Can calculate approximate partial derivative of \(J(\theta)\) with respect to each component in \(\theta\)

```
for i = 1:n
thetaPlus = theta;
thetaPlus(i) = theta(i) + EPSILON;
thetaMinus = theta;
thetaMinus(i) = theta(i) - EPSILON;
gradApprox(i) = (J(thetaPlus) - J(thetaMinus)) / 2 / EPSILON;
```

Calculate and check that \(gradApprox \approx DVec\). `DVec`

is from back prop.

### Implementation

- implement backprop to compute
`DVec`

(unrolled \(D^{(1)},D^{(2)},D^{(3)}\) ). - Implement numerical gradient check to compute
`gradApprox`

. - Make sure they give similar values.
- Turn off gradient checking.
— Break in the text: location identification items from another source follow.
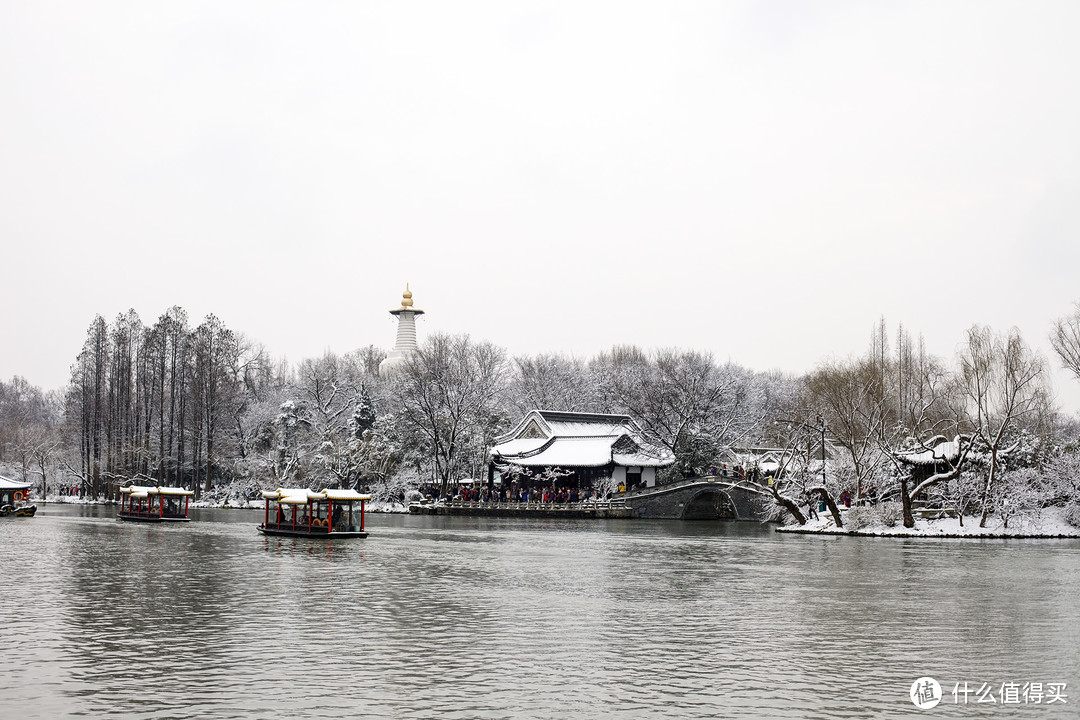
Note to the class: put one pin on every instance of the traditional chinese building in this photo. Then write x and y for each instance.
(583, 448)
(406, 335)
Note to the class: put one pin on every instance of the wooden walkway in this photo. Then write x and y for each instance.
(610, 508)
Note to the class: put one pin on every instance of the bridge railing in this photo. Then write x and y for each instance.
(719, 479)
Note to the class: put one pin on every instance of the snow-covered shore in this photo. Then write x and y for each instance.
(1050, 524)
(228, 504)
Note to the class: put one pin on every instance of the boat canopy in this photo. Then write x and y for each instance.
(8, 484)
(144, 491)
(302, 496)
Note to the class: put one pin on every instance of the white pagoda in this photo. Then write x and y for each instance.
(406, 336)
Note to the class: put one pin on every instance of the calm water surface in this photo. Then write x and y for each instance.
(480, 617)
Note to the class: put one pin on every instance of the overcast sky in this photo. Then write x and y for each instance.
(759, 179)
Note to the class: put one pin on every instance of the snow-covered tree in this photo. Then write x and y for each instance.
(1006, 388)
(448, 392)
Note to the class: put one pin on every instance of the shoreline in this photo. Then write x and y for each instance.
(1050, 525)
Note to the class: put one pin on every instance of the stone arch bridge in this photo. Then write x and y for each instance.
(699, 499)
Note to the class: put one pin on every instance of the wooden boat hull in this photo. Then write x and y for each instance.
(318, 535)
(145, 518)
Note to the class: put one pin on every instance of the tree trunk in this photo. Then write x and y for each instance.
(788, 504)
(905, 499)
(832, 506)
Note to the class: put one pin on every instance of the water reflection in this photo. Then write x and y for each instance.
(489, 617)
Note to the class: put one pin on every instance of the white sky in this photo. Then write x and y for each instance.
(760, 179)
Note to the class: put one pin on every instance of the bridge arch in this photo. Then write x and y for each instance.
(710, 503)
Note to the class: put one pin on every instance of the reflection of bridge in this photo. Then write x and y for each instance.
(699, 499)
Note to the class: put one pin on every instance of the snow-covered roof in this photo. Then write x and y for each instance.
(569, 451)
(640, 459)
(583, 452)
(552, 423)
(946, 450)
(8, 484)
(521, 445)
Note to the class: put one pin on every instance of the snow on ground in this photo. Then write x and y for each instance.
(1050, 524)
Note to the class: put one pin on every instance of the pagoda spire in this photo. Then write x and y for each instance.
(406, 335)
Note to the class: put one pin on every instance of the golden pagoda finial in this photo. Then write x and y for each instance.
(407, 303)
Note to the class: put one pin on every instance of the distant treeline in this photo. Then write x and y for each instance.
(206, 408)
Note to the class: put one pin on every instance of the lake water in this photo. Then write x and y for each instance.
(482, 617)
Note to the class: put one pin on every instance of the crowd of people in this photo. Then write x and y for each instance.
(513, 493)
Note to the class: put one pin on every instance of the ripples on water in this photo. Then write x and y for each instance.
(477, 617)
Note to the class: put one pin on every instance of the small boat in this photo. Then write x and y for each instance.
(13, 499)
(148, 504)
(301, 513)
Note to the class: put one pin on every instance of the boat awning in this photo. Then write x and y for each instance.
(8, 484)
(143, 491)
(342, 496)
(302, 496)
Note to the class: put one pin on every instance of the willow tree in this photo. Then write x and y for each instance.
(448, 393)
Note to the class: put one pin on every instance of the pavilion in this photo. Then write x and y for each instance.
(582, 448)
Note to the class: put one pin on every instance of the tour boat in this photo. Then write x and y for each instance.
(14, 497)
(148, 504)
(301, 513)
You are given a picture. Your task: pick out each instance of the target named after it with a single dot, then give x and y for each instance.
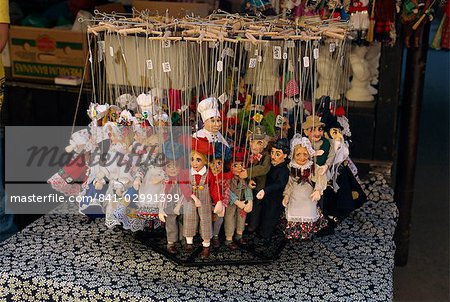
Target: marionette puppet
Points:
(272, 194)
(345, 193)
(68, 179)
(198, 208)
(177, 190)
(259, 166)
(241, 202)
(313, 128)
(303, 191)
(209, 112)
(103, 118)
(219, 187)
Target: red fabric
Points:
(219, 187)
(183, 181)
(174, 99)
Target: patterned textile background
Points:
(60, 258)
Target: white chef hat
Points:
(208, 108)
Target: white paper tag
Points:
(277, 52)
(316, 53)
(332, 47)
(101, 45)
(219, 66)
(149, 64)
(279, 121)
(223, 98)
(166, 67)
(290, 66)
(230, 52)
(306, 61)
(99, 55)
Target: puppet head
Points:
(313, 128)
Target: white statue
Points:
(373, 58)
(327, 74)
(359, 86)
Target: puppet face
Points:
(314, 133)
(237, 167)
(198, 161)
(301, 155)
(216, 166)
(336, 134)
(277, 156)
(213, 124)
(257, 146)
(172, 168)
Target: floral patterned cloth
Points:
(61, 258)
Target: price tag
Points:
(101, 46)
(279, 121)
(223, 98)
(166, 67)
(316, 53)
(306, 61)
(290, 66)
(230, 52)
(277, 52)
(219, 66)
(149, 64)
(332, 47)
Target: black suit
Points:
(272, 203)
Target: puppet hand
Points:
(315, 196)
(319, 153)
(248, 207)
(196, 200)
(221, 214)
(219, 207)
(162, 215)
(252, 184)
(260, 194)
(177, 209)
(285, 201)
(137, 184)
(322, 169)
(156, 180)
(240, 204)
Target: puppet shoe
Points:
(231, 245)
(189, 248)
(205, 253)
(215, 242)
(248, 207)
(218, 208)
(240, 204)
(172, 249)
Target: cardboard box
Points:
(42, 53)
(176, 9)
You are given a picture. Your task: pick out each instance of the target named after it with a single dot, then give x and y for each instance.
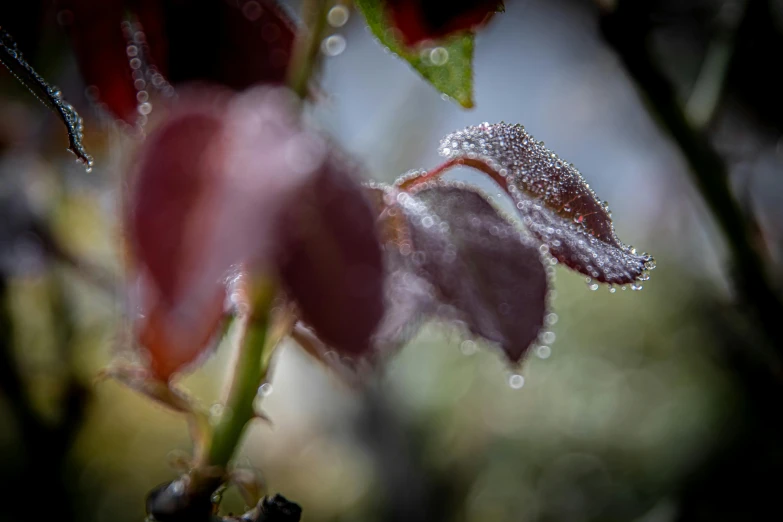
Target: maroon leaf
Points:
(232, 179)
(462, 260)
(96, 33)
(420, 20)
(128, 48)
(210, 183)
(11, 57)
(555, 202)
(331, 259)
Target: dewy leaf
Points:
(486, 271)
(447, 64)
(12, 58)
(554, 201)
(237, 44)
(106, 54)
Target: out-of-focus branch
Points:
(626, 28)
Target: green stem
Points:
(626, 29)
(305, 59)
(250, 370)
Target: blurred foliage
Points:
(654, 406)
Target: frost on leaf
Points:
(233, 180)
(456, 258)
(554, 201)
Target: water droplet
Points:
(543, 352)
(516, 381)
(468, 347)
(333, 45)
(265, 390)
(338, 16)
(439, 56)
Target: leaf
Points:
(12, 58)
(459, 259)
(420, 20)
(237, 179)
(127, 50)
(331, 261)
(554, 201)
(447, 65)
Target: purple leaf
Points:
(458, 258)
(331, 261)
(555, 202)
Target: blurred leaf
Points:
(332, 264)
(447, 65)
(127, 49)
(556, 204)
(237, 44)
(237, 179)
(101, 49)
(461, 253)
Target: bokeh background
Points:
(654, 405)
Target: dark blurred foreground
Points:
(655, 406)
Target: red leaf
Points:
(420, 20)
(461, 253)
(555, 202)
(95, 30)
(182, 303)
(237, 179)
(124, 46)
(331, 260)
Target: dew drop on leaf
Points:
(333, 45)
(516, 381)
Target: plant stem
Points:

Using backprop code for learning.

### important

- be sure to disable your gradient checking code before training your classifier, If you run numerical gradient computation on every iteration of gradient descent it will be slow.

## random initialization

### initial value of \(\Theta\)

All zero is not a good choice. Some components of the same layer will be equal to each other.

### symmetry breaking

initialize each \(\Theta_{ij}^{(l)}\) to a random value in \([-\epsilon_{init}, \epsilon_{init}]\).

Good choice is \(\epsilon_{init} = \frac{\sqrt{6}}{\sqrt{L_{in}}+\sqrt{L_{out}}}\). It depends on number of input and out units in the layers.

```
Theta1 = rand(10,11)*2*INIT_EPSILON - INIT_EPSILON;
```

## putting it together

No. of input units: Dimension of features \(x^{(i)}\)
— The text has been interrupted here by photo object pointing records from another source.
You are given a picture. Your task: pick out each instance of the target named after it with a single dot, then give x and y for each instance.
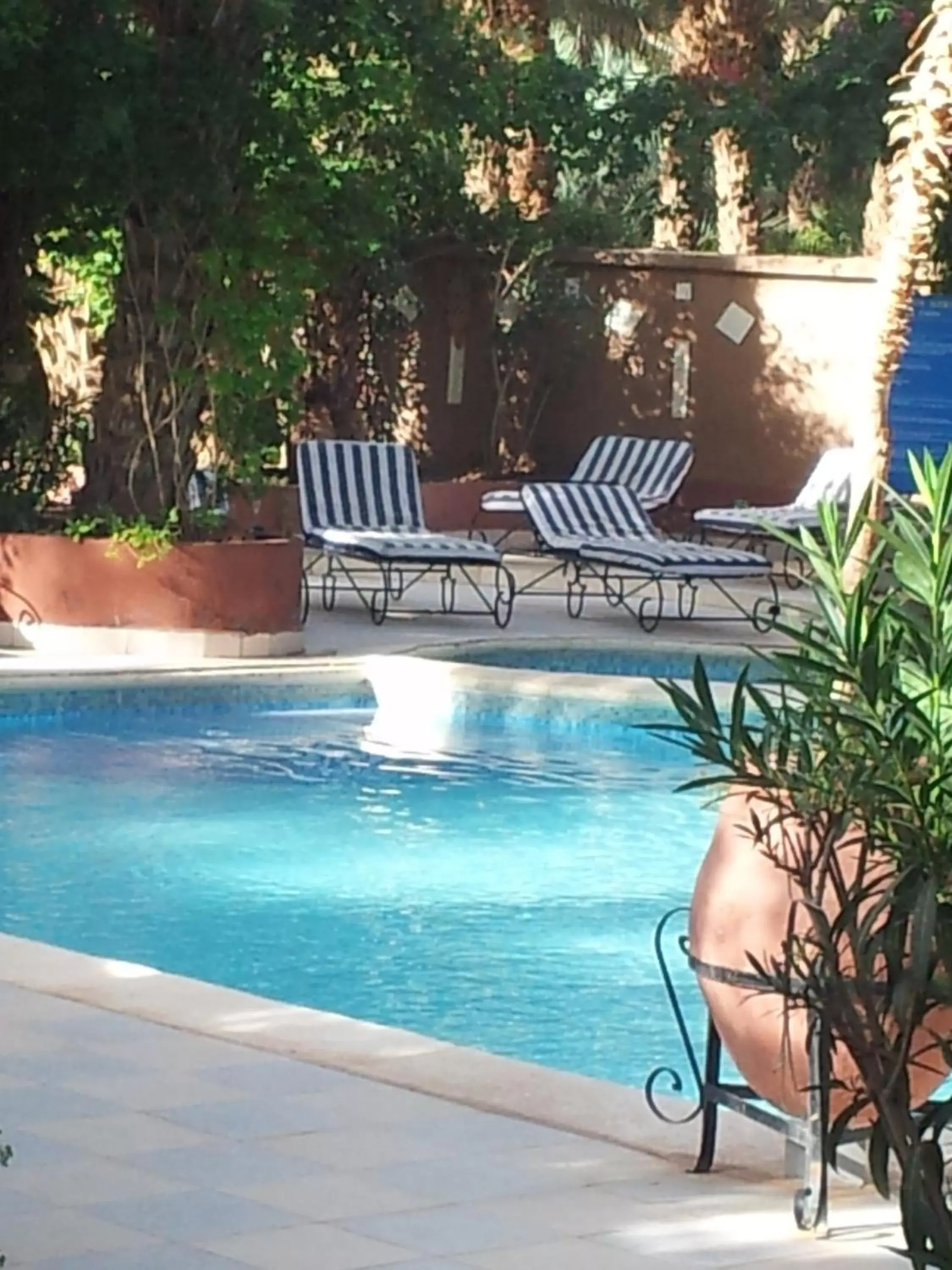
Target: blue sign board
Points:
(921, 403)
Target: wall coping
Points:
(847, 268)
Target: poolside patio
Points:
(144, 1146)
(348, 632)
(162, 1123)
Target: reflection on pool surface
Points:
(502, 893)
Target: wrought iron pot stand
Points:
(806, 1138)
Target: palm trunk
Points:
(876, 215)
(921, 117)
(803, 195)
(716, 42)
(738, 226)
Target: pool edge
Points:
(390, 1056)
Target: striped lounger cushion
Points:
(606, 524)
(654, 468)
(365, 498)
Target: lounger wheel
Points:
(447, 594)
(652, 609)
(766, 615)
(504, 597)
(687, 600)
(615, 591)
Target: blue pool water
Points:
(582, 658)
(501, 889)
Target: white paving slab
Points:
(266, 1161)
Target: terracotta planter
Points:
(248, 587)
(740, 908)
(454, 505)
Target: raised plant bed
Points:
(243, 597)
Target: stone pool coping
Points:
(578, 1104)
(459, 682)
(390, 1056)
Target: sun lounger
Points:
(828, 482)
(654, 468)
(602, 533)
(362, 510)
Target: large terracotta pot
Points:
(249, 587)
(742, 907)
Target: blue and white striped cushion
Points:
(606, 524)
(653, 467)
(677, 559)
(565, 515)
(421, 547)
(358, 484)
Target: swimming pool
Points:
(501, 893)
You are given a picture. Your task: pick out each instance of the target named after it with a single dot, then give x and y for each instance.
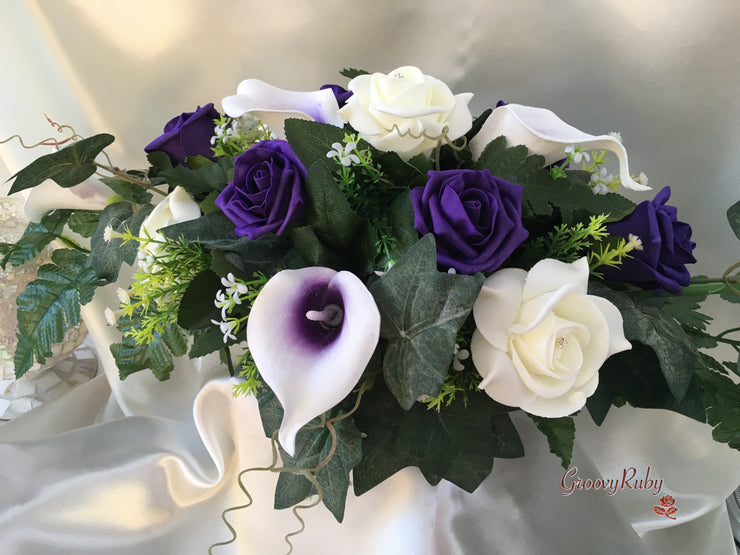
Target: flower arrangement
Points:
(389, 276)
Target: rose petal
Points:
(310, 367)
(544, 133)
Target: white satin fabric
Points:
(146, 467)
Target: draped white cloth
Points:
(146, 467)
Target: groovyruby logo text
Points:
(631, 479)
No. of output units: Number of classes.

Reasonable default: 1 hidden layer, or if more than 1 hidden layer, have same no. of hidden units in every layer (usually the more hidden units the better)
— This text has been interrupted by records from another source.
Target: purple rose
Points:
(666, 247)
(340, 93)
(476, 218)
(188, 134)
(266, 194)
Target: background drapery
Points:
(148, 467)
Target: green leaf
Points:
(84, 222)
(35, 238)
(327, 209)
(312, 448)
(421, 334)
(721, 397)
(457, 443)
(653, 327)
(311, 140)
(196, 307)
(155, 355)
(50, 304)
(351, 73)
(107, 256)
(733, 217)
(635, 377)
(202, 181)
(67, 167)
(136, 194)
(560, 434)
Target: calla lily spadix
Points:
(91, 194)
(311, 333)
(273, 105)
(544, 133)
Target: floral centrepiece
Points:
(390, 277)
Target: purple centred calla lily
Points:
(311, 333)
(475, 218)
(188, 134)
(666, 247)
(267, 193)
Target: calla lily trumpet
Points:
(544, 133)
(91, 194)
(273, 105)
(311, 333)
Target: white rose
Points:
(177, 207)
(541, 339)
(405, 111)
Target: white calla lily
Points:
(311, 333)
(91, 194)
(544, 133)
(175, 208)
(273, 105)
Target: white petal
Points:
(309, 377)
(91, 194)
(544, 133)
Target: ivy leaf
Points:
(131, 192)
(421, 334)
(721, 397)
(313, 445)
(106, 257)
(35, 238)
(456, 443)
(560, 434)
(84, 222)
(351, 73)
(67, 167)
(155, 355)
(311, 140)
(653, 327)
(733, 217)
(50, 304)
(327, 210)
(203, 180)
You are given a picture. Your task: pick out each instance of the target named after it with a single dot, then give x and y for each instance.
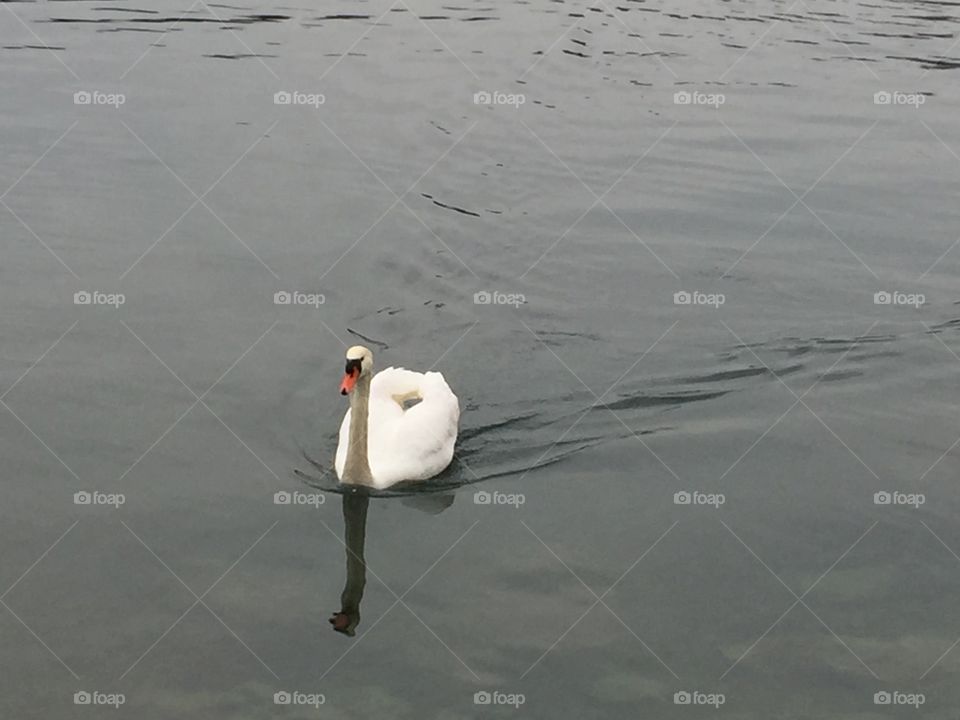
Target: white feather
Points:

### Training a neural network

- randomly initialize weights
- implement forward propagation to get \(h_{\Theta}(x^{(i)}) \) for any \(x^{(i)}\)
- implement code to compute cost function \(J(\Theta)\)
- implement backprop to compute partial derivatives \(\frac{\partial}{\partial \Theta_{jk}^{(l)}} J(\Theta)\)
- use gradient checking to compare \(\frac{\partial}{\partial \Theta_{jk}^{(l)}} J(\Theta)\) computed using backpropagation vs. using numerical estimate of gradient of \(J(\Theta)\).
- Then disable gradient checking code.

- using gradient descent or advanced optimization method with backpropogation to try to minimize \(J(\Theta)\) as a function of parameter \(\Theta\)

Use a for loop to go over all training examples, where performing forward propagation and back propagation (get activations \(a^{(l)}\) and delta terms \(\delta^{(l)} \text{ for } l = 2,…,L\) ).